Arguably Lennon's most nakedly vulnerable moment with the Beatles, "Julia" takes its name from his late mother, whose death in a traffic accident when he was 17 inflicted a wound on his psyche that never fully healed. The song is at once an exorcism of this past trauma and also a welcome to a new female force, "ocean child" Yoko Ono, whose name literally means "child of the sea" in Japanese. "The song was actually a combination of imagery of Yoko and my mother blended into one, you see," he told Playboy in 1980. In many ways, the same would occur in his real life: throughout their marriage he would retain the archaic Northern habit of referring to his wife playfully as "Mother." Other lyrical imagery was drawn from poet Kahlil Gibran's 1926 piece "Sand and Foam," which contained a version of Lennon's memorable opener, "Half of what I say is meaningless; but I say it so that the other half may reach you."

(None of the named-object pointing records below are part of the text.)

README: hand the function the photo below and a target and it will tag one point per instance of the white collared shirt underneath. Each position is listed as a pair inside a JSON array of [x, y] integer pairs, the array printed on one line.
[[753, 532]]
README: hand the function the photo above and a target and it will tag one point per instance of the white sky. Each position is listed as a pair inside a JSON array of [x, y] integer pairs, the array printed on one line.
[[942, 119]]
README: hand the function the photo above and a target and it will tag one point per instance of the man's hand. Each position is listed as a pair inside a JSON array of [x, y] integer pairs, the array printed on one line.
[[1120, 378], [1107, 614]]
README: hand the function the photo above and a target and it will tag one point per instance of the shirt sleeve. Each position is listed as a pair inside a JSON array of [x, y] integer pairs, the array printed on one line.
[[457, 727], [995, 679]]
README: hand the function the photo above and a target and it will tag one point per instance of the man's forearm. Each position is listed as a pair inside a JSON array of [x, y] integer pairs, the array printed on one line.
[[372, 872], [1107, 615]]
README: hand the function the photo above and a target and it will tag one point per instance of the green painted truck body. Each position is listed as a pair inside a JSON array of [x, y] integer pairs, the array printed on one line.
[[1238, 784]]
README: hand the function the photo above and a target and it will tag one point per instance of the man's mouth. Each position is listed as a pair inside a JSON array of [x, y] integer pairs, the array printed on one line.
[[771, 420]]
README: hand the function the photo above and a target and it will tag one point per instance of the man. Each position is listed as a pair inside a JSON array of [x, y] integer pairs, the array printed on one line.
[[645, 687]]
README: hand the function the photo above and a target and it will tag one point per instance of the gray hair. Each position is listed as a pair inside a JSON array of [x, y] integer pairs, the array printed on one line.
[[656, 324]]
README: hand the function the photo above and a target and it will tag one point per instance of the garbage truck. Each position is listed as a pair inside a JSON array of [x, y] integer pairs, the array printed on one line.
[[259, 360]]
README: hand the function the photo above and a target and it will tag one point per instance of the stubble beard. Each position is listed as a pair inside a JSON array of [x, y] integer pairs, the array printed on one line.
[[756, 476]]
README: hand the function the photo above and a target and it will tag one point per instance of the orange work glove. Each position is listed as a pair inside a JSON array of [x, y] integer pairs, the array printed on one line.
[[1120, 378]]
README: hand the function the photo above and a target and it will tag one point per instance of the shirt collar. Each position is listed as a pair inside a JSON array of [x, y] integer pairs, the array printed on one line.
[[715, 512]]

Musically, "Julia" showcases Lennon's most advanced "Travis-picking" guitar work to date, learned from singer Donovan while both were students at the Maharishi's ashram. "I used to play acoustic guitar all the time," Donovan remembered in 2012. "In fact, Ringo used to say, 'Don, you never stop playing guitar.' In that nonstop playing, after we meditated, after we ate our health food, after we chased the monkeys off the table, we would play, and as I picked, one day John said, 'How do you do that?'"
Lennon pretty much had it down by the time he shared "Julia" with his mates at Harrison's house. He'd been practicing in his music room at Kenwood (a handful of demos exist of these trial runs), but the Kinfauns tape reveals a few moments when he struggles with the tricky fingering. Singing in a higher key than on the official version, he murmurs like a child in a trance, much as he did when he returned to the loss two years later on the stark solo track "My Mummy's Dead." The bridge contains an instrumental extension in this early take, but it's possible he simply repeated the figure after hitting some clams the first time around. Nearly a full minute longer than the song found on the White Album, the Esher demo ends with a brief whistling solo. Whether it was intended to undercut the intensity of his emotion is unclear, but it remains a goofy sendoff from a man just beginning to mend. Completed in the studio that October, the song would be the only solo recording he ever made with the Beatles.